Há um ano, Maurício Moreira voava a caminho de uma primeira vitória na Volta a Portugal. No contrarrelógio de Viseu ganhava tempo, arriscava, e tanto arriscou que numa curva a roda da frente lhe fugiu, com o uruguaio a dar uma cambalhota por cima de uma vedação de arame farpado antes de encontrar o chão. Seguiu, dorido. No final, a Volta ficou perdida para Amaro Antunes por apenas 10 segundos.
Maurício, que nasceu em Salto, tal como Luis Suárez e Edinson Cavani, mas com mais jeito para pedalar do que para os pontapés na bola, chorou no final. As dores físicas da queda eram o menos, o problema era o que acabava de perder, uma Volta para a sua equipa. Pediu desculpa por isso.
Mas há sempre um ano a seguir.
E em 2022 as lágrimas do ciclista da Glassdrive-Q8-Anicolor foram de alegria, depois de fulminar os melhores tempos no derradeiro contrarrelógio, com partida no Porto e chegada a Vila Nova de Gaia. O ciclista de 27 anos partia com 7 segundos de atraso para o companheiro de equipa Frederico Figueiredo, tempo rapidamente abocanhado pelo ritmo alto do homem que até já tinha andado de amarelo nesta edição da Volta a Portugal, após a vitória na Torre.
Moreira fez o “crono” de 18,6 quilómetros em 25.07 minutos, menos 20 segundos que António Carvalho, também da Glassdrive-Q8-Anicolor, a grande animadora e dominadora de uma prova onde não esteve a W52-FC Porto, suspensa pela União Ciclista Internacional num caso que marcou o início da Volta.
Frederico Figueiredo foi apenas 7.º e perdeu a amarela no último dia, terminando a 1.09 minutos de Moreira. António Carvalho fechou o pódio, já a 2.35 minutos.

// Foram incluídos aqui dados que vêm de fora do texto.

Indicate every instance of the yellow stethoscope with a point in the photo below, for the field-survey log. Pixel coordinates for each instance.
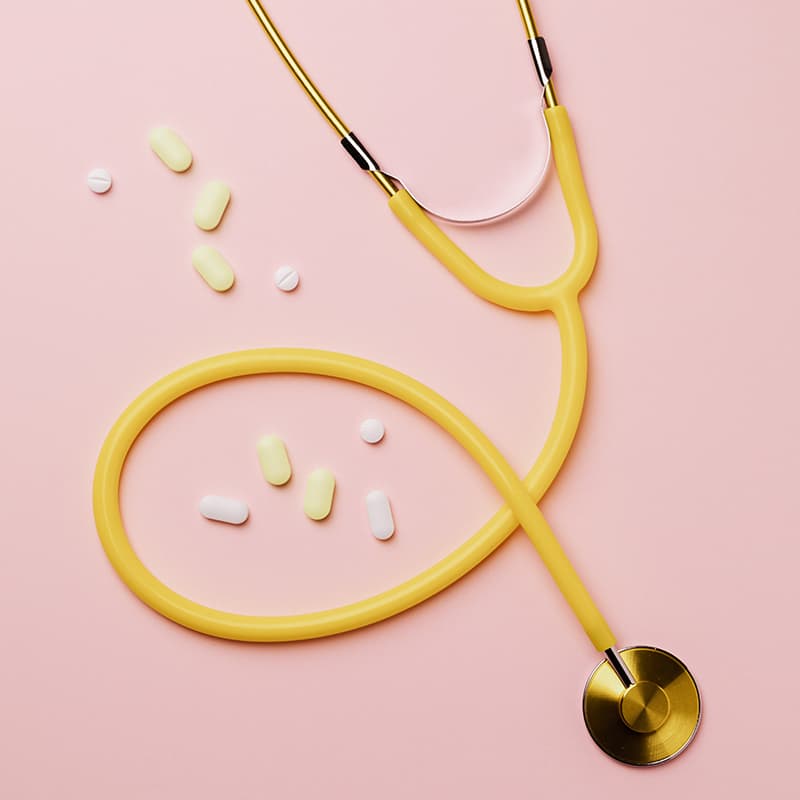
(641, 704)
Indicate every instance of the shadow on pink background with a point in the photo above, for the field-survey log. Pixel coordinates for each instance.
(678, 502)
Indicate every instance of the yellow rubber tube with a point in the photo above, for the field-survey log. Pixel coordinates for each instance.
(560, 297)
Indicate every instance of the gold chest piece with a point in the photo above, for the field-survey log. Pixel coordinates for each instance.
(649, 722)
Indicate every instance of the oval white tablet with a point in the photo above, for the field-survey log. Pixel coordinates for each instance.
(372, 431)
(286, 278)
(224, 509)
(379, 511)
(99, 180)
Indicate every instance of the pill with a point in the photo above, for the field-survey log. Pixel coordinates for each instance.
(224, 509)
(171, 149)
(286, 279)
(274, 460)
(372, 431)
(99, 180)
(319, 494)
(213, 267)
(381, 521)
(211, 204)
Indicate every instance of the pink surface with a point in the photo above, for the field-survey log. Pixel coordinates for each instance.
(679, 500)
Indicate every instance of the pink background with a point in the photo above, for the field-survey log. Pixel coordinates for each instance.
(679, 502)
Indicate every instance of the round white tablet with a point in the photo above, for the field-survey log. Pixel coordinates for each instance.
(224, 509)
(372, 431)
(286, 278)
(99, 180)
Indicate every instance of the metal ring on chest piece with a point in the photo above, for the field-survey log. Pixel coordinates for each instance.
(649, 722)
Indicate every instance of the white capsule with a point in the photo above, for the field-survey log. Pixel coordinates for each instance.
(381, 521)
(99, 180)
(286, 278)
(372, 431)
(224, 509)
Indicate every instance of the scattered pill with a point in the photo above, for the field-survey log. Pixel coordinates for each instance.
(213, 267)
(274, 460)
(171, 149)
(372, 431)
(319, 494)
(286, 279)
(99, 180)
(211, 204)
(381, 521)
(224, 509)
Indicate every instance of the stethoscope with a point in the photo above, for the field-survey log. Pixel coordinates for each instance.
(640, 704)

As recordações e a dor de bater um colega
Filho de ciclista - o pai, Federico, ainda é hoje considerado o melhor ciclista de sempre do Uruguai -, Maurício Moreira saiu cedo do país em busca de uma oportunidade. A passagem por Espanha não correu bem e foi em Portugal que encontrou o seu lugar. Esta segunda-feira chegou o momento alto. “Acho que ainda não caí na realidade, ainda não acordei, se calhar preciso que alguém me bata para eu acordar para o que acabo de conseguir. Só posso dizer que é um sonho”, sublinhou à RTP pouco depois da vitória, ainda à procura do fôlego.
Durante o contrarrelógio, o ciclista diz não ter pensado muito, mas “não queria que acontecesse o que aconteceu no ano passado”, ou seja, arriscar demasiado, cair, perder a oportunidade.
PEDRO SARMENTO COSTA/LUSA
Mas, ainda assim, Moreira não era um homem totalmente feliz, porque do outro lado, do lado dos derrotados, uma posição que conheceu da pior maneira há um ano, estava um colega de equipa.
“A vitória não é como imaginava e posso dizer que neste momento não é como eu queria, não é tão feliz como eu queria porque não queria estar a lutar no contrarrelógio contra um colega de equipa, não queria, de coração”, confessou, rebobinando até à véspera, na Senhora da Graça, onde contou com o apoio de toda a Glassdrive-Q8-Anicolor para chegar na frente - ele, António Carvalho e Frederico Figueiredo cortaram a meta juntos, com o mesmo tempo, com vitória para Carvalho.
“Quero agradecer aos meus colegas que ontem [segunda-feira] fizeram a subida toda comigo”, frisou, antes de se emocionar ao falar de Frederico Figueiredo: “O Fred… o que posso dizer é que é uma pessoa excecional, não há outra palavra. Se fosse outra pessoa se calhar ontem tinha arrancado e teria tirado uns quantos minutos e isto hoje não era possível. Ele ontem deixou de lado os seus interesses para me ajudar, mesmo sabendo que se calhar hoje era provável que isto acontecesse. É um verdadeiro senhor”.
Sobre o apoio que teve nas estradas portuguesas, um país que adotou, mas que não é o seu, mais um momento de emoção para Maurício. “Sou do outro lado do mundo, não sou daqui, e ser acolhido desta forma é algo inexplicável, muito bonito”, atirou.
Tão bonito como a história de redenção do novo campeão da Grandíssima.